Em relação à propostas de modificações e avanços nas Secretarias, são apontadas, nas entrevistas, as seguintes: necessidade de qualificação dos recursos humanos que atuam nas Secretarias, além de indicação por critérios não políticos; necessidade de autonomia financeira das Secretarias; revalorização do papel exercido nas Secretarias pelos Comitês Temáticos,[20] como grupos de trabalho integrados paritariamente por membros do setor público e privado que se encarreguem de avaliar as demandas ou projetos, subsidiando tecnicamente os gestores (esta questão é relevante, pois relatos demonstraram que em algumas regiões não funcionam regularmente); reduzir o número de Secretarias, preferencialmente, atendendo aos recortes originais das Associações de Municípios; aumentar a representatividade da sociedade civil nos Conselhos de Desenvolvimento das regiões.
Em relação à argumentação da necessidade de redução do número de secretarias, várias são as justificativas apresentadas nas entrevistas. Uma delas é que o recorte territorial precisa ser significativo para estimular lideranças políticas de expressão assumir o cargo, o que, como consequência, aumentaria o poder de reivindicação regional. Outra, é que os recortes territoriais minúsculos das Secretarias restringem a possibilidade de programas regionais, com o que as ações propostas resumem-se a uma somatória de demandas dos municípios, sem uma visão de região.
Quanto à defesa da necessidade de aumentar a representatividade da sociedade civil nos Conselhos de Desenvolvimento, dentre as justificativas, aparece a ideia de que na aprovação dos projetos, ainda prepondera muito a força política, seja do Secretário Regional, das lideranças políticas regionais (senador, deputados, prefeitos e vereadores). Em geral, muitos entrevistados não reconhecem a propalada paridade de representação entre o Estado e a sociedade civil.
Algumas análises referem-se ao fato de que é necessário ter-se claro que o padrão de descentralização do Estado catarinense está sustentado no modelo de democracia representativa. Logo, a questão da representatividade da sociedade civil versus o poder dos que ocupam cargos de governo e seus apoiadores (políticos da base partidária), merece uma maior reflexão, passando pela rediscussão do que seja democracia representativa e democracia participativa ou deliberativa. Mais: como afirmou um dos entrevistados, participar é diferente de deliberar. Isso implica que a reivindicação não deve se restringir ao direito de participar no processo de gestão e desenvolvimento territorial. Exige que se avance, reivindicando o direito de decidir, deliberar. Ou seja, o debate sobre democracia e suas variantes – representativa, participativa, deliberativa – precisa ser retomado, tanto academicamente, quanto na sociedade.

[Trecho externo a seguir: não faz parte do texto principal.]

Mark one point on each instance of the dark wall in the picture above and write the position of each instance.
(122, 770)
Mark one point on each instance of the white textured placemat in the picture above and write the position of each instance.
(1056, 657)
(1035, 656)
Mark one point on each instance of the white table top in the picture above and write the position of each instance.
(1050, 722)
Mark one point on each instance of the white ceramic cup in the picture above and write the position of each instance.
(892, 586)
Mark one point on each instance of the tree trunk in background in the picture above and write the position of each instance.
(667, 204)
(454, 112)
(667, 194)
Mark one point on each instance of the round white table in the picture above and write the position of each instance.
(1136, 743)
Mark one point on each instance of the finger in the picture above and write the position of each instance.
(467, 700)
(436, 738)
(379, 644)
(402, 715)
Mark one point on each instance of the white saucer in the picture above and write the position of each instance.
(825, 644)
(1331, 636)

Quando aparecem falas que relacionam o papel das Secretarias e das Associações de Municípios nas regiões, a principal defesa é que deveria haver coincidência entre o recorte territorial de ambas as estruturas, facilitando a gestão integrada do desenvolvimento. Não havendo coincidência no recorte territorial, torna-se mais complexo definir projetos regionais, além do fato de que a região perde com a fragmentação, pois reduz sua força de pressão política, logo de decisão. Isso tem relação com a questão da escala da ação pública.

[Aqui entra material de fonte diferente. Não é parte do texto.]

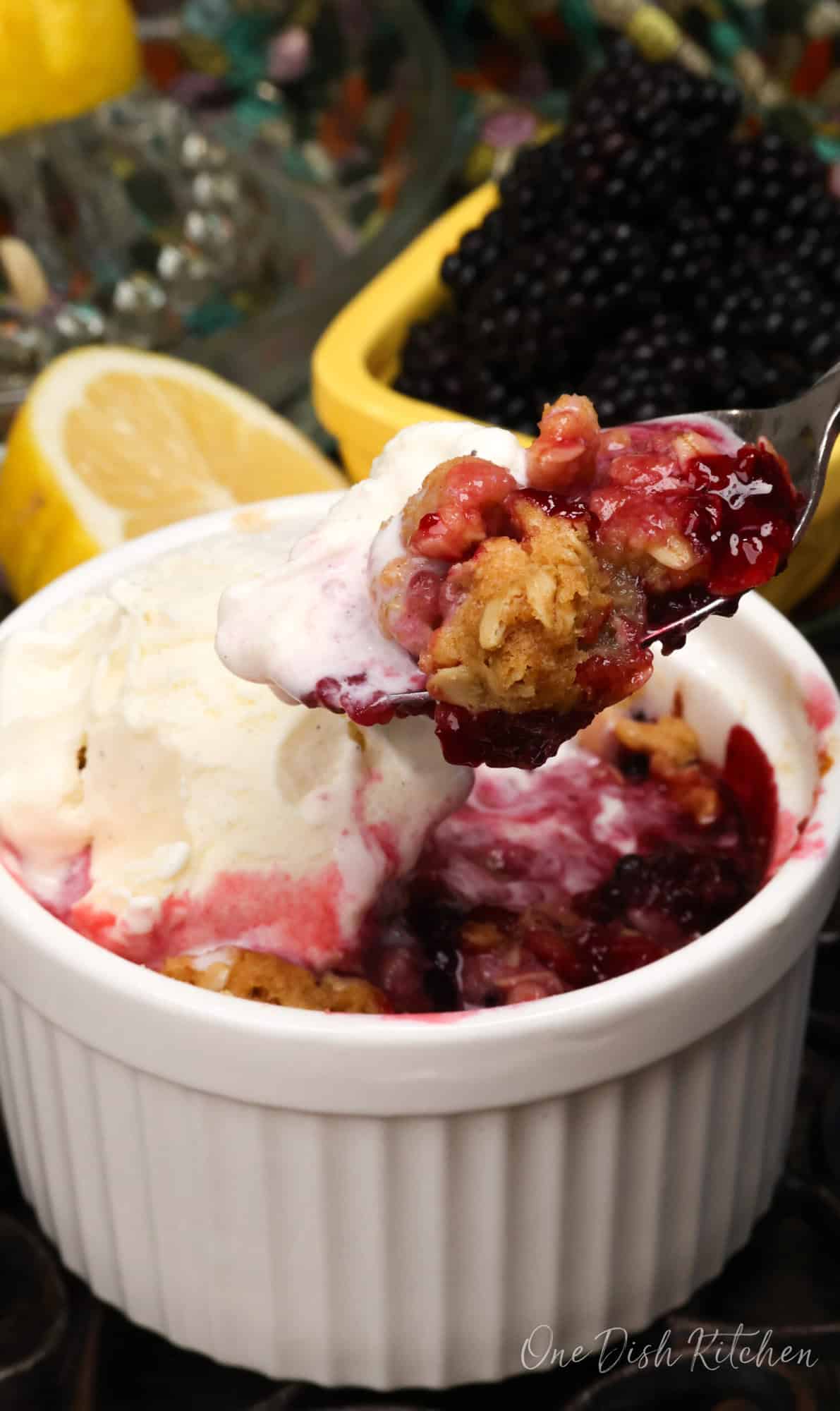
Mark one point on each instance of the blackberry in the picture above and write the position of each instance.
(645, 256)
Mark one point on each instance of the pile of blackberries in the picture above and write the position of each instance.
(647, 258)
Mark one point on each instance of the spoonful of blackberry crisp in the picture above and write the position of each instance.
(513, 595)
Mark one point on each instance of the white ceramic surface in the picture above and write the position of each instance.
(396, 1201)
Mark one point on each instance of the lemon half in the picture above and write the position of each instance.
(59, 59)
(113, 442)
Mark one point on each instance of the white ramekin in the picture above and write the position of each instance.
(392, 1201)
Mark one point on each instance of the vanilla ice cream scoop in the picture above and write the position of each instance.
(161, 805)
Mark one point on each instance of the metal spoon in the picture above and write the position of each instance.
(803, 431)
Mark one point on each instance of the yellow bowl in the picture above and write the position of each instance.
(357, 361)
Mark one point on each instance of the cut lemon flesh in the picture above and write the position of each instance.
(111, 444)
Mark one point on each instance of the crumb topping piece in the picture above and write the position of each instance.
(523, 612)
(274, 981)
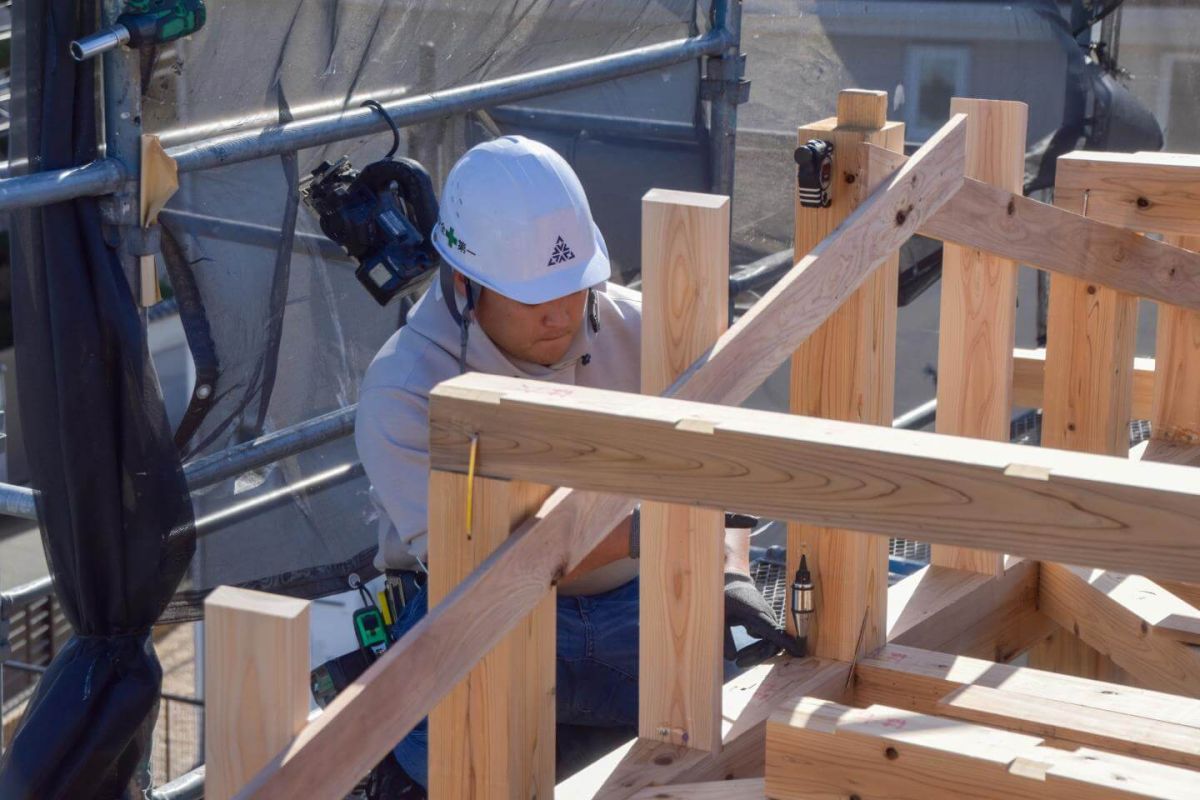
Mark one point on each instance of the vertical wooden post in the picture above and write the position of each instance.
(1087, 401)
(846, 371)
(493, 735)
(256, 683)
(978, 310)
(685, 269)
(1175, 416)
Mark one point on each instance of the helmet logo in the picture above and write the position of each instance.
(454, 240)
(562, 253)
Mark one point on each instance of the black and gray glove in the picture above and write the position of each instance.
(745, 606)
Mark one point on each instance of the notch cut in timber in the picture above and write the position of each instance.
(685, 266)
(1110, 512)
(977, 323)
(441, 649)
(1054, 239)
(845, 370)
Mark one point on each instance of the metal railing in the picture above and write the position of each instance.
(107, 175)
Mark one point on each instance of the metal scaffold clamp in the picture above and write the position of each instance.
(723, 80)
(144, 22)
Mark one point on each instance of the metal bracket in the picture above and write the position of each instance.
(723, 80)
(142, 241)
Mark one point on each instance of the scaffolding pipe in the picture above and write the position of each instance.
(108, 175)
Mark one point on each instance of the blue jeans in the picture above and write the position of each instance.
(597, 667)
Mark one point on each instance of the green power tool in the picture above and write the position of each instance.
(144, 22)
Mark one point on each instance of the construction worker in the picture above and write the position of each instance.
(523, 292)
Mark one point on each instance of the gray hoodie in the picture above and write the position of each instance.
(391, 427)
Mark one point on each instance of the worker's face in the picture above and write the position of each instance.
(539, 334)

Eis mais um desafio: apontar possíveis parâmetros organizacionais de estruturas subnacionais de gestão do desenvolvimento que poderiam ser contempladas nos processos de descentralização político-administrativa. As falas das entrevistas pouco contribuíram para o atendimento deste último objetivo da investigação. No entanto, com base em estudos bibliográficos, debates acompanhados pessoalmente, seja junto às lideranças, ou mesmo no campo acadêmico, são feitos na sequência alguns comentários indicativos, mesmo reconhecendo que o tema mereça maior aprofundamento. Para facilitar o entendimento, são feitas observações comparativas das Secretarias de Desenvolvimento Regional de SC com os Conselhos Regionais de Desenvolvimento do RS. Antes de tudo, uma observação. Considera-se que o processo de gestão do desenvolvimento tem duas dimensões: uma, a de fórum de concertação público-privada; outra, a de institucionalidade voltada para o planejamento tático e operacional das ações de desenvolvimento local e regional.

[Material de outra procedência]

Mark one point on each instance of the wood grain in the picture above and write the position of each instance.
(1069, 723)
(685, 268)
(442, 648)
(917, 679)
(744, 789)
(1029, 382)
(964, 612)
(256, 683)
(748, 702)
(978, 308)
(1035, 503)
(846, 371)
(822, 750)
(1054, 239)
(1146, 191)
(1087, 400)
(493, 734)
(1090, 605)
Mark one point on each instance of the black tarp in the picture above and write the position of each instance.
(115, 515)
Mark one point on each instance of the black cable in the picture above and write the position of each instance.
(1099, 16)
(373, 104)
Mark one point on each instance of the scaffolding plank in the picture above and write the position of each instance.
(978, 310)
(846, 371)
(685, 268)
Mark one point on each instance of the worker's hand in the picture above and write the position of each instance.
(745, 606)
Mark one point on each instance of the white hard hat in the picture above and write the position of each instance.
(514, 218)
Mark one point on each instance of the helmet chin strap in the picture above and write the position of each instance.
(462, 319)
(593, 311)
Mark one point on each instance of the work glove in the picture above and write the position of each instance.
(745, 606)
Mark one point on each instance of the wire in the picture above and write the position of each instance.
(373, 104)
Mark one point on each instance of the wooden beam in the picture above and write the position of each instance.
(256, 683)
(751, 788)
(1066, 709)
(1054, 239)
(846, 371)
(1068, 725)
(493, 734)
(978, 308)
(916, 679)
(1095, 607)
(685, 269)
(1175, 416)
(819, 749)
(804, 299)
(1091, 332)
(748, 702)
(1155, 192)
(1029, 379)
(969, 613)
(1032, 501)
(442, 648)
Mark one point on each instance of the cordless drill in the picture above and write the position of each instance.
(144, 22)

Considerando o que está previsto regimentalmente, o padrão de estrutura organizacional dos Coredes do RS, parece atender minimamente a primeira das dimensões do processo de gestão do desenvolvimento, a de fórum de concertação público-privada. Seu Conselho de Representantes prevê a participação de representações do setor público (membros dos poderes Executivo e Legislativo, técnicos ou gestores dos órgãos públicos presentes na região), representações do setor econômico (lideranças empresariais e de trabalhadores), representações da sociedade civil organizada (associações de bairros e de interesse em geral), além de representantes institucionais regionais (setores educacionais, culturais e religiosos). Entende-se que esta dimensão não é contemplada pelos Conselhos de Desenvolvimento Regional no Estado de SC. Não é apenas uma percepção pessoal, as falas dos entrevistados reafirmaram em várias argumentações esta questão. Tal defesa é sustentada no entendimento de que o fórum de concertação público-privada, independente de sua forma de constituição, precisa instituir-se como uma instância de articulação política, discussão e formação de consensos relacionados ao desenvolvimento regional, contemplando a participação dos diversos atores que atuam regionalmente. Eis o desafio!
A segunda dimensão do processo de gestão e desenvolvimento territorial, a de institucionalidade voltada para o planejamento tático e operacional, no caso dos Coredes, é uma questão que ainda está em aberto. Os Coredes decidem sobre um percentual de recursos do orçamento estadual a ser aplicado em projetos regionais e municipais. A execução é feita diretamente pelos órgãos estaduais, ou via repasse de recursos aos municípios. O que ocorre é que, até o momento, o percentual do orçamento disponibilizado para decisão nas regiões, é muito pequeno. No caso das Secretarias, no Estado de SC, o planejamento e operacionalização das ações ou projetos, propostas nos Conselhos e contempladas com recursos das Secretarias Centrais, são executadas, ou diretamente pelo Estado, ou pelos municípios, via repasse de recursos oriundos do orçamento estadual. A diferença em relação ao RS é que existem estruturas do Estado localizadas nas regiões. No RS, governos passados planejaram a implantação de Centros Regionais de Desenvolvimento, ou de Casas de Governo. Ambas as iniciativas, não chegaram a ter um funcionamento efetivo. De qualquer forma, nem no RS, nem em SC, a dimensão de institucionalidades voltadas ao planejamento tático e operacional no processo de gestão e desenvolvimento está devidamente resolvida. Existem algumas iniciativas de Agências Regionais de Desenvolvimento, alguns casos de Consórcios Públicos, no entanto, com problemas, tanto de concepção, como operacionais.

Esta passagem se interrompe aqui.